Did you know that the single greatest risk factor for suicide is a history of suicidal behaviors and attempts? Of course, this makes perfect sense, and if someone you love has these behavior patterns, take them seriously.

If you have lived with a loved one who has suffered from any of these mental illnesses, your life has not been an easy one. Nor has theirs. No one chooses to live with a debilitating psychiatric or psychological disorder that frequently moves in and out of crisis. It is painful, chaotic, exhausting, and terrifying for both the patient and loved ones. Ongoing treatment and meds are usually necessary to help make life more manageable.

A psychiatrist colleague of mine, once shared this with me: The majority of her patients who ended up in the hospital emergency room had stopped taking their medications, which then precipitated the subsequent disintegration.

Whereas, Nancy Kehoe, PhD, RSCJ, a Harvard Medical School professor, clinical psychologist, and nun, offered a new take on psychiatric hospitalizations during a lecture I attended decades ago in Boston.
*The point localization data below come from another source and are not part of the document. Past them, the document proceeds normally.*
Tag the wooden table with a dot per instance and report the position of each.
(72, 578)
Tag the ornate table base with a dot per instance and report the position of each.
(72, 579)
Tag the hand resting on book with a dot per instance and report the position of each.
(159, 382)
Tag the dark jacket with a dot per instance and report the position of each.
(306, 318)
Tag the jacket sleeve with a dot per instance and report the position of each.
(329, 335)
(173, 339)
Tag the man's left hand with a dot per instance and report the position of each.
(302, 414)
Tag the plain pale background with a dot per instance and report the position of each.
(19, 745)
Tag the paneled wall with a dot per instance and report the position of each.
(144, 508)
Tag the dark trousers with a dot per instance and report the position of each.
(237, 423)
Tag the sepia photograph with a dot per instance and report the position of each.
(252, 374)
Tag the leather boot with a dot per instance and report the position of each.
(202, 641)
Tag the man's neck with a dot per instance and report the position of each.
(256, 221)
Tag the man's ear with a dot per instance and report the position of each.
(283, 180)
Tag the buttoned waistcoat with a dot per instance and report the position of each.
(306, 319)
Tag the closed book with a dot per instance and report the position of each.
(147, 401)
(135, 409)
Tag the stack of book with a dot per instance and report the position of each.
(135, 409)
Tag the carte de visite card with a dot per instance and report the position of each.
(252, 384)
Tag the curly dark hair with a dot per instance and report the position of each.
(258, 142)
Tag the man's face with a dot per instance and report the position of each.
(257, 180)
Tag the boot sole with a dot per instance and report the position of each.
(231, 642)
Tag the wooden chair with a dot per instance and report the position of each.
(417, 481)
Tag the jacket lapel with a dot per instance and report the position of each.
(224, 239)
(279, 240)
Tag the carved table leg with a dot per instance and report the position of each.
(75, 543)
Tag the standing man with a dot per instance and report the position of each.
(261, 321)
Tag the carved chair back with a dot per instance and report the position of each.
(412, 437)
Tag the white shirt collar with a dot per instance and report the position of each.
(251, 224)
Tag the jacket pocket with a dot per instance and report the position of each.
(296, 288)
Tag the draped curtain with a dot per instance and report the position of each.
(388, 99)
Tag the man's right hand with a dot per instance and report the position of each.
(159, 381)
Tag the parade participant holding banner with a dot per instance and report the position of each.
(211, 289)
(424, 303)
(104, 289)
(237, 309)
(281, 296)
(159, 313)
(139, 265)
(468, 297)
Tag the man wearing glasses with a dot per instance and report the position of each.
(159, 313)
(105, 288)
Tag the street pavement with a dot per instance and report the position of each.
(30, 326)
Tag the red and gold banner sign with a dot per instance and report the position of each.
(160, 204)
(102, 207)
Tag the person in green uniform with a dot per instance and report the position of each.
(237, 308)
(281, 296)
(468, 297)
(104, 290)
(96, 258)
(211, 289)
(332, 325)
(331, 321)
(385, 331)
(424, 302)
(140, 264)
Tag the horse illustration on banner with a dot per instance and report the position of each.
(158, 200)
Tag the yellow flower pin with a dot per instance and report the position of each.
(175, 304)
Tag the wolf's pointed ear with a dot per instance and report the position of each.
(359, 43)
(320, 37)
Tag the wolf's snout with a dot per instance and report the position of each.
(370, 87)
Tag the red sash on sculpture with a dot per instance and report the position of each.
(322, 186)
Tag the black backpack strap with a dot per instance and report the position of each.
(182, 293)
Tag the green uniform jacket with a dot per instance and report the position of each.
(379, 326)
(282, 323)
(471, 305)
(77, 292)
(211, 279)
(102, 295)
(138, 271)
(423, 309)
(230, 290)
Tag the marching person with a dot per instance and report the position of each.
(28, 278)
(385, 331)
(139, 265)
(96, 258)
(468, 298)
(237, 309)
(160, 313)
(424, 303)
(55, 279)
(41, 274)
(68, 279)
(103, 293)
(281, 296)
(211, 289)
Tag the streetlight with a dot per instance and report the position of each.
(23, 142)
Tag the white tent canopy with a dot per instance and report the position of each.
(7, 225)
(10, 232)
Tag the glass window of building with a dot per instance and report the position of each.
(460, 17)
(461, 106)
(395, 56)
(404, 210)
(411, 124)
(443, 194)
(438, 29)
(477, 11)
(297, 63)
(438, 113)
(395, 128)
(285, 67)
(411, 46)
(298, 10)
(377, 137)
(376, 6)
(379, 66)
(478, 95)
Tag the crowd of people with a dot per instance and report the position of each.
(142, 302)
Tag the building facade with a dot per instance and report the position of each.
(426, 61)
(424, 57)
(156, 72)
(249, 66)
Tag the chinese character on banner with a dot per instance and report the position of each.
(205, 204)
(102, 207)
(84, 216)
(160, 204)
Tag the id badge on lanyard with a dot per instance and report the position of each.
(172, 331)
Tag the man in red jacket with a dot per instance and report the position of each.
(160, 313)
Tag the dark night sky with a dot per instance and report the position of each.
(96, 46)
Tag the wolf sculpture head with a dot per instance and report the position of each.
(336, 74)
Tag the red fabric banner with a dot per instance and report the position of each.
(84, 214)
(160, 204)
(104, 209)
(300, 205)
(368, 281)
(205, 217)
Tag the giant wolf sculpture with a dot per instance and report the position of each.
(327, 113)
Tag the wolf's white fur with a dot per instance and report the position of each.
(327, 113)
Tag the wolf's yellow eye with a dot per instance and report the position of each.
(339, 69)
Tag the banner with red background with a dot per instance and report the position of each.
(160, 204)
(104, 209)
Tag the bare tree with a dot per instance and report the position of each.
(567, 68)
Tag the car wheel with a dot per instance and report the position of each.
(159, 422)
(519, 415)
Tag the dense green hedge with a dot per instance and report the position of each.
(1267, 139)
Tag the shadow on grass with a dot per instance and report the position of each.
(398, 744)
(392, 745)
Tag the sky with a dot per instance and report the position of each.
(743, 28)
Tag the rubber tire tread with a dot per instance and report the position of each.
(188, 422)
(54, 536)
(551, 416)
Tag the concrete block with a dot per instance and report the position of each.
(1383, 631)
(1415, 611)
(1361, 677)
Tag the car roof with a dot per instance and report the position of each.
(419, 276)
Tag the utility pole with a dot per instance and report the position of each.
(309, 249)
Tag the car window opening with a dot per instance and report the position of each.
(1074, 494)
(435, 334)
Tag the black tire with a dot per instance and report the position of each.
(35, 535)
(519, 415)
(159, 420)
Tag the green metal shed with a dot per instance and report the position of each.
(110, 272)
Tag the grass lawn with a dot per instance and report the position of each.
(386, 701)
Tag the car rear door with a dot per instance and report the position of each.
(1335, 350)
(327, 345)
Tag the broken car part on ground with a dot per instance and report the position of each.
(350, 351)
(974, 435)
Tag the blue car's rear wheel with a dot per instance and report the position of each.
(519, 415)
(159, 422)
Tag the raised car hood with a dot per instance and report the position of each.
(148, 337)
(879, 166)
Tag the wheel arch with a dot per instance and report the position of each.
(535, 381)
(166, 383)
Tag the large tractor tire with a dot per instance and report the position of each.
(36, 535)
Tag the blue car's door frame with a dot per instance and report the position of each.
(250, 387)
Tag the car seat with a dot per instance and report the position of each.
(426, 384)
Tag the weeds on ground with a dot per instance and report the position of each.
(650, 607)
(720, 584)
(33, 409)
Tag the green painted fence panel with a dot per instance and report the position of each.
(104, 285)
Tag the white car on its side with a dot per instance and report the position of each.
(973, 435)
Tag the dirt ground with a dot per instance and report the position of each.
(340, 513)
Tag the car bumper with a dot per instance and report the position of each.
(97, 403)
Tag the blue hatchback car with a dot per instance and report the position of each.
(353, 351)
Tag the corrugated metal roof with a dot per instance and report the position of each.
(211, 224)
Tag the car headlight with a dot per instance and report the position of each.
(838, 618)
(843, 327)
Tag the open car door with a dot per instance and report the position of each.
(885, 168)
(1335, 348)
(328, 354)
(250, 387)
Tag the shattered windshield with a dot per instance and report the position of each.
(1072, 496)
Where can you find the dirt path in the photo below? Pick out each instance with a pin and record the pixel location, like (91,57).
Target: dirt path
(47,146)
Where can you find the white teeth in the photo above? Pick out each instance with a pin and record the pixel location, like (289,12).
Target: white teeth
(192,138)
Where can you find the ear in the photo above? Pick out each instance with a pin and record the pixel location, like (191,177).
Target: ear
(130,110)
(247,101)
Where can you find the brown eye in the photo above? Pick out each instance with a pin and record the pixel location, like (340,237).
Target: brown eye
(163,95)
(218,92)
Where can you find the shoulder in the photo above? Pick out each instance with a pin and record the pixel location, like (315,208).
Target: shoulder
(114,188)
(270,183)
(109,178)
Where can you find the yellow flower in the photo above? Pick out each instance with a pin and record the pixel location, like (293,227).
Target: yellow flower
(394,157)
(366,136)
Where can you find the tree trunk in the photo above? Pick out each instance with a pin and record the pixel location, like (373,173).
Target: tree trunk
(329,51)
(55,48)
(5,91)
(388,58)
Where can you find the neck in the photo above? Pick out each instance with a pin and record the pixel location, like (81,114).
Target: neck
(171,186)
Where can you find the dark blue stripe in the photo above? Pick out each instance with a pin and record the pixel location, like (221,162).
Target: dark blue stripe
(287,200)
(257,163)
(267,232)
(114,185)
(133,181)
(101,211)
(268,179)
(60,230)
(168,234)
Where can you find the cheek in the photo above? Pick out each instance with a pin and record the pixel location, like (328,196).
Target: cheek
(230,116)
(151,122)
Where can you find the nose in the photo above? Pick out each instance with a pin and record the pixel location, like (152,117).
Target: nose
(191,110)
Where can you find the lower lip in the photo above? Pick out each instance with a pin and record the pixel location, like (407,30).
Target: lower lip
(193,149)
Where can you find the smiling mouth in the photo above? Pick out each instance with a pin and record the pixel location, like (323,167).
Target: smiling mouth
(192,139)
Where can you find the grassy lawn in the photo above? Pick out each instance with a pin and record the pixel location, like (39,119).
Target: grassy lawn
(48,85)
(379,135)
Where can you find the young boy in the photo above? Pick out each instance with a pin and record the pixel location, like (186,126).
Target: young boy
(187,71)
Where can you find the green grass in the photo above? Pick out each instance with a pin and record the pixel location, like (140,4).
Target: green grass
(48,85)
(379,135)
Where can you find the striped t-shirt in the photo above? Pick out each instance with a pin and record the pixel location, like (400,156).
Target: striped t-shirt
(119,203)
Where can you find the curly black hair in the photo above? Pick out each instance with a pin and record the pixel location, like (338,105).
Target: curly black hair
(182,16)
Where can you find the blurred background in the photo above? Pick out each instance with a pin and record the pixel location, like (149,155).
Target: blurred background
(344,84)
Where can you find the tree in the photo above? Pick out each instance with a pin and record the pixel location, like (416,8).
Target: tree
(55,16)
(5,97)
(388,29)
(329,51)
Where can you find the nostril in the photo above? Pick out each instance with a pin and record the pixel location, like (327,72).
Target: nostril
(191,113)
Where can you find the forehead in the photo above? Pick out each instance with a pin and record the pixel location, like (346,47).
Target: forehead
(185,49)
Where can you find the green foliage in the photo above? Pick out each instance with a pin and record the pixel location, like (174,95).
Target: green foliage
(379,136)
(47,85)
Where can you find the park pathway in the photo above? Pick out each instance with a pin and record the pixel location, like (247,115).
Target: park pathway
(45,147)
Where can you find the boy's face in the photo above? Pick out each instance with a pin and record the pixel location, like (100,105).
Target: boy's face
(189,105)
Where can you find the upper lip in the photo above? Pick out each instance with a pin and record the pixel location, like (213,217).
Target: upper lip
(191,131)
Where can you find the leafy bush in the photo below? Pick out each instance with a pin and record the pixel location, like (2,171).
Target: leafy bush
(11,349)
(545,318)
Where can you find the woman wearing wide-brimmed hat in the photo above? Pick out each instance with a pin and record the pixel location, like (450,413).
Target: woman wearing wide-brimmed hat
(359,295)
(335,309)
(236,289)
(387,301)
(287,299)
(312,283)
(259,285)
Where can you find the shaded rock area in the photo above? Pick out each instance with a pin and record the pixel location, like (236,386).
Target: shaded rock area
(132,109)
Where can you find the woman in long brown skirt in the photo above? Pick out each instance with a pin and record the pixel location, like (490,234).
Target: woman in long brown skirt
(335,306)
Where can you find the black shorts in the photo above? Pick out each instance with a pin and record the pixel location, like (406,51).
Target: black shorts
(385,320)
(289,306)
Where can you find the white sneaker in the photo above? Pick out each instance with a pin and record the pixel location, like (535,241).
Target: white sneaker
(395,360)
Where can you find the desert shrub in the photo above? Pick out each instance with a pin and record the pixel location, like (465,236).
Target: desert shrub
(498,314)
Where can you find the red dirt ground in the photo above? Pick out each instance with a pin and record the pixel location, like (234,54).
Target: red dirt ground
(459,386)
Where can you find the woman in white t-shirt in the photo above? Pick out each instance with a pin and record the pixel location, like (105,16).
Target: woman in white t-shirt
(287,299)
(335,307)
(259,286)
She allowed that for many of her patients, a psychiatric hospital gave them a much-needed sense of community and connection. And, with that sense of community and connection, they were able to heal. And by heal, I mean to find some stability so that they could return to the world as a functioning participant.

This made me think of the African tribes as well as many of the Indigenous people who work as a community and address the soul to help those in pain (of any kind) to find relief. There are many paths to wellness and wholeness.